Background: Many studies have shown a direct relationship between physical activity and health. It has also been shown that the average fitness level in Western societies is lower than recommended by the World Health Organization. One tool that can be used to increase physical activity for individual people is exergaming, that is, serious games that motivate players to do physical exercises.

Objective: This scoping review of recent studies regarding exergame efficacy aims to evaluate which sensing modalities are used to assess exergame efficacy as well as motion quality. We also analyze how the collected motion sensing data is being leveraged with respect to exergame efficacy and motion quality assessment.
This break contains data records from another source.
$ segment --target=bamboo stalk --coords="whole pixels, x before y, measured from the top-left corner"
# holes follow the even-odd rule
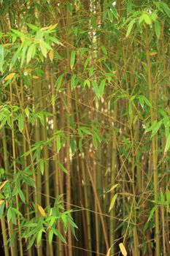
[[[151,125],[154,121],[156,120],[155,115],[154,113],[154,106],[155,105],[155,99],[154,99],[154,87],[152,81],[152,71],[151,71],[151,62],[150,56],[150,42],[148,39],[147,28],[145,26],[145,40],[146,40],[146,57],[147,57],[147,78],[148,78],[148,88],[150,93],[150,100],[152,104],[150,108],[150,121]],[[154,197],[155,200],[158,199],[158,177],[157,170],[157,152],[156,152],[156,141],[157,135],[154,135],[152,138],[152,165],[153,165],[153,183],[154,183]],[[158,206],[155,205],[155,241],[156,249],[155,255],[160,255],[160,230],[159,230],[159,208]]]

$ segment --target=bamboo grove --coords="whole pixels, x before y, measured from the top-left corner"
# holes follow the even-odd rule
[[[1,255],[170,255],[169,1],[0,1]]]

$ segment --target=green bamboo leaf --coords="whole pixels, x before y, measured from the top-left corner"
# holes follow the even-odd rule
[[[22,200],[24,203],[26,203],[26,198],[25,198],[25,196],[24,196],[23,193],[23,191],[22,191],[21,189],[18,189],[18,194],[19,194],[19,196],[20,196],[21,200]]]
[[[154,206],[154,207],[152,208],[152,210],[151,210],[151,211],[150,211],[150,216],[149,216],[149,218],[148,218],[148,219],[147,219],[147,222],[149,222],[150,220],[152,218],[155,211],[155,206]]]
[[[125,34],[125,37],[128,37],[129,36],[129,34],[131,34],[131,30],[132,30],[132,28],[133,28],[133,26],[134,24],[134,23],[136,22],[136,18],[134,18],[128,24],[128,30],[127,30],[127,32],[126,32],[126,34]]]
[[[61,169],[63,170],[63,172],[64,172],[65,173],[68,174],[68,170],[65,168],[65,167],[63,167],[63,165],[61,165],[61,162],[58,162],[58,165],[60,166]]]
[[[31,29],[32,30],[34,30],[35,31],[37,31],[38,30],[39,30],[39,28],[37,27],[37,26],[35,26],[35,25],[30,24],[30,23],[26,23],[26,25],[27,25],[30,29]]]
[[[61,88],[62,81],[63,81],[63,74],[61,75],[56,80],[55,86],[56,86],[57,90],[58,91]]]
[[[72,51],[71,57],[70,57],[70,67],[71,67],[71,69],[73,69],[73,67],[74,67],[74,65],[75,57],[76,57],[76,52],[75,52],[74,50],[73,50]]]
[[[28,244],[27,249],[29,249],[32,246],[32,245],[34,243],[34,241],[36,239],[36,234],[34,234],[33,236],[33,237],[31,238],[31,239],[30,240],[30,241],[29,241],[29,243]]]
[[[47,58],[47,50],[46,48],[42,43],[39,44],[39,46],[40,46],[40,49],[41,49],[42,55],[45,58]]]
[[[114,195],[114,196],[112,197],[112,199],[110,203],[109,211],[110,211],[112,209],[113,206],[115,206],[117,197],[117,194]]]
[[[0,45],[0,72],[3,72],[3,64],[4,60],[4,48],[3,45]]]
[[[51,243],[52,243],[52,241],[53,238],[53,234],[54,234],[53,230],[50,230],[50,231],[49,232],[49,236],[48,236],[48,241],[49,241],[50,244],[51,244]]]
[[[45,233],[45,230],[44,228],[41,228],[40,230],[38,232],[37,236],[36,236],[36,241],[37,241],[37,244],[40,246],[41,241],[42,241],[42,233]]]
[[[23,67],[23,64],[25,61],[28,47],[28,45],[24,45],[23,48],[20,67]]]
[[[54,234],[57,236],[64,244],[66,244],[66,241],[61,233],[58,230],[53,230]]]
[[[144,17],[144,20],[146,24],[147,25],[151,25],[152,24],[152,20],[150,18],[150,15],[147,14],[147,13],[144,13],[142,15],[142,16]]]
[[[94,92],[95,92],[96,95],[98,97],[100,96],[99,89],[98,89],[97,83],[96,82],[95,80],[93,80],[92,81],[92,84],[93,86]]]
[[[27,64],[29,63],[29,61],[31,61],[31,59],[32,59],[32,55],[33,55],[33,52],[34,52],[34,45],[31,45],[28,48],[28,52],[27,52],[27,55],[26,55],[26,62]]]
[[[113,14],[109,9],[107,10],[107,14],[108,14],[108,18],[109,18],[110,22],[112,22],[113,21]]]
[[[0,203],[0,218],[1,218],[2,216],[4,215],[4,206],[5,206],[4,201],[1,202],[1,203]]]
[[[18,127],[19,127],[19,130],[20,132],[23,132],[23,116],[22,114],[20,114],[18,116]]]
[[[71,146],[71,149],[72,149],[72,154],[74,154],[76,144],[75,144],[75,140],[74,140],[74,139],[73,138],[71,138],[70,146]]]
[[[18,37],[26,37],[25,34],[23,34],[23,33],[22,33],[22,32],[20,32],[20,31],[18,31],[16,30],[16,29],[11,29],[11,30],[12,30],[12,31],[13,33],[15,33],[15,34],[16,35],[18,35]]]
[[[100,94],[100,97],[101,97],[103,96],[104,94],[104,87],[105,87],[105,84],[106,84],[106,79],[103,79],[101,82],[101,84],[99,86],[99,94]]]
[[[158,20],[154,22],[154,28],[156,37],[159,39],[161,37],[161,25]]]
[[[56,143],[57,143],[57,150],[58,152],[61,150],[61,136],[58,135],[56,138]]]
[[[167,14],[167,15],[170,17],[170,8],[169,7],[169,6],[166,3],[163,3],[162,1],[161,1],[159,4],[162,7],[163,11]]]
[[[128,0],[128,4],[127,4],[127,14],[131,13],[131,10],[132,10],[132,0]]]
[[[39,167],[40,167],[41,173],[42,175],[43,175],[45,172],[45,161],[43,159],[39,160]]]
[[[71,89],[72,91],[73,90],[74,88],[76,87],[76,75],[73,75],[72,76],[71,82],[70,82],[70,86],[71,86]]]
[[[170,148],[170,133],[169,133],[168,138],[166,138],[164,152],[166,153],[169,148]]]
Methods: We conducted 2 extensive and systematic searches of the ACM Digital Library and the PubMed database, as well as a single search of the IEEE Xplore database, all according to the PRISMA (Preferred Reporting Items for Systematic Reviews and Meta-Analyses) statement. Overall, 343 studies were assessed for eligibility by the following criteria: The study should be peer-reviewed; the year of publication should be between 2015 and 2023; the study should be available in English or German; the study evaluates the efficacy of at least 1 exergame; sensor data is recorded during the study and is used for evaluation; and the study is sufficiently described to extract information on the exergames, sensors, metrics, and results.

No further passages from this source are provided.